При этих словах Доменик с насмешливой выразительностью приподнял бровь, продолжая выжидательно смотреть на Памиру. Глаза привыкли к темноте, и теперь он отчетливо видел ее силуэт и даже черты лица.

– … он лежал на столе. Я же не вытащила его из твоего шкафа!

‍​‌‌​​‌‌‌​​‌​‌‌​‌​​​‌​‌‌‌​‌‌​​​‌‌​​‌‌​‌​‌​​​‌​‌‌‍

16

– Не хватало еще, чтобы ты лазила по моим шкафам, – в противовес ей его голос был спокойным и, что удивительно, не холоден, хотя строг.

Памира отступила на полшага. Она была рада тому, что он пришел. Весь день в каюте в сердце сражающегося со стихией корабля не пошел ей на пользу. Что-то давило и ныло внутри, а она не могла понять, что. Но появление капитана отогнало невеселые мысли прочь. И пусть он пытался показать, что злится или недоволен – она была рада ему, как никогда.

– Не сердись, Бриз, я же знаю, что ты сердишься только для вида. На самом деле ты рад, что я пришла!

Виразон усмехнулся снова – сложил руки на груди и оперся о стол, чуть отклонив корпус назад. Снова играет. Строит из себя маленькую девочку, надеется найти в нем поддержку. Играет… Интересно, ее забавляют опасные игры с ним? На что она его провоцирует?

– Опять прочла мои мысли, колдунья? Но я же не давал тебе руки.

Она улыбнулась. Доменик не мог видеть ее улыбки на таком расстоянии – почувствовал, как тепло она заиграла на губах кандийки.

– Чтобы понять это, мне не нужна твоя рука, – приблизившись, она провела ладонью по его волосам, стряхивая с них соленые капли. – Достаточно взглянуть в твои глаза.

– Ты не можешь видеть моих глаз, Памира, здесь темно, – мягко возразил он.

– Чтобы видеть, не нужен свет. Я чувствую твой взгляд. Такой острый, холодный и выжидающий. И нескромный!..

Она резким движением оттолкнула его и отвернулась, бросив тоном обиженного ребенка:

– Ты не на аукционе, чтобы так меня рассматривать.

Виразон рассмеялся.

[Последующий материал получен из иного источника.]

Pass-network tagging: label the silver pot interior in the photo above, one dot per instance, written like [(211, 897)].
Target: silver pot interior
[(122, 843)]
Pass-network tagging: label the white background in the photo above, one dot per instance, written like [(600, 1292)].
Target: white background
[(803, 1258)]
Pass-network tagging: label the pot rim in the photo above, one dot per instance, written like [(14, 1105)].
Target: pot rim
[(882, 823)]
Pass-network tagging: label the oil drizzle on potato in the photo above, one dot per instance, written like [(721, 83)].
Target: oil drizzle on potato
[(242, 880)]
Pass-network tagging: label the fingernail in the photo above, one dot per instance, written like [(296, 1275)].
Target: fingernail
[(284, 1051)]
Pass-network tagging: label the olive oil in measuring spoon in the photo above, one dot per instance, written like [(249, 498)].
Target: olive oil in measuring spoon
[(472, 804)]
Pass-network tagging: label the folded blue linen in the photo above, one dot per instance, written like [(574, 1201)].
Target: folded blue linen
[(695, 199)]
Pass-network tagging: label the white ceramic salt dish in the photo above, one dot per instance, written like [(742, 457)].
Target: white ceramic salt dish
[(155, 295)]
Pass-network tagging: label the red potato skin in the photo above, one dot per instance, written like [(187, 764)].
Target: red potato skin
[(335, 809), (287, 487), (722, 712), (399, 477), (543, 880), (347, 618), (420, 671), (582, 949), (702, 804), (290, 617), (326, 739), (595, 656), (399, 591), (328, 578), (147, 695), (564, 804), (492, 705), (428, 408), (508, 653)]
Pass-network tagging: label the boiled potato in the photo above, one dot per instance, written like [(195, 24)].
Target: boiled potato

Принужденно, но сумев придать смеху естественность. Он выпрямился, повернулся к столу, взял перчатки, в беспорядке валявшиеся на его поверхности, и положил их обратно, но уже аккуратно. Взглянул на подсвечник, стоящий рядом. Свечи не зажег...

Памира не могла больше выносить его молчание. Она полусела-полуупала на диван и подняла голову, разглядывая силуэт пирата, уже повернувшегося к ней лицом.

– Ты хочешь, чтобы я сказала вслух, зачем пришла? Ты хочешь, чтобы я произнесла это?! Какой же ты бесчувственный, капитан. Как же ты любишь… поиграть на нервах!

Молчание.

Она встала и подлетела к нему.

– Я поговорить хотела…

– Говори, – спокойно прервал он, на самом деле далеко не такой равнодушный, каким обманчиво прозвучал его голос.

Памира молчала, упираясь ладонями ему в грудь.

– Пират!

Она готова была высказать все, что думает о нем, но слова замерли где-то внутри, не успев родиться. Вынуждаемая подчиниться, она ответила на поцелуй. С удивлением Памира поняла, что больше не хозяйка себе, едва почувствовав его руки, обнимающие ее за талию. Горячие руки. И холодную ткань мокрой рубашки, прилипшую к его груди. Под ней гулко билось его сердце, а в ее крови, кажется, начинался настоящий шторм.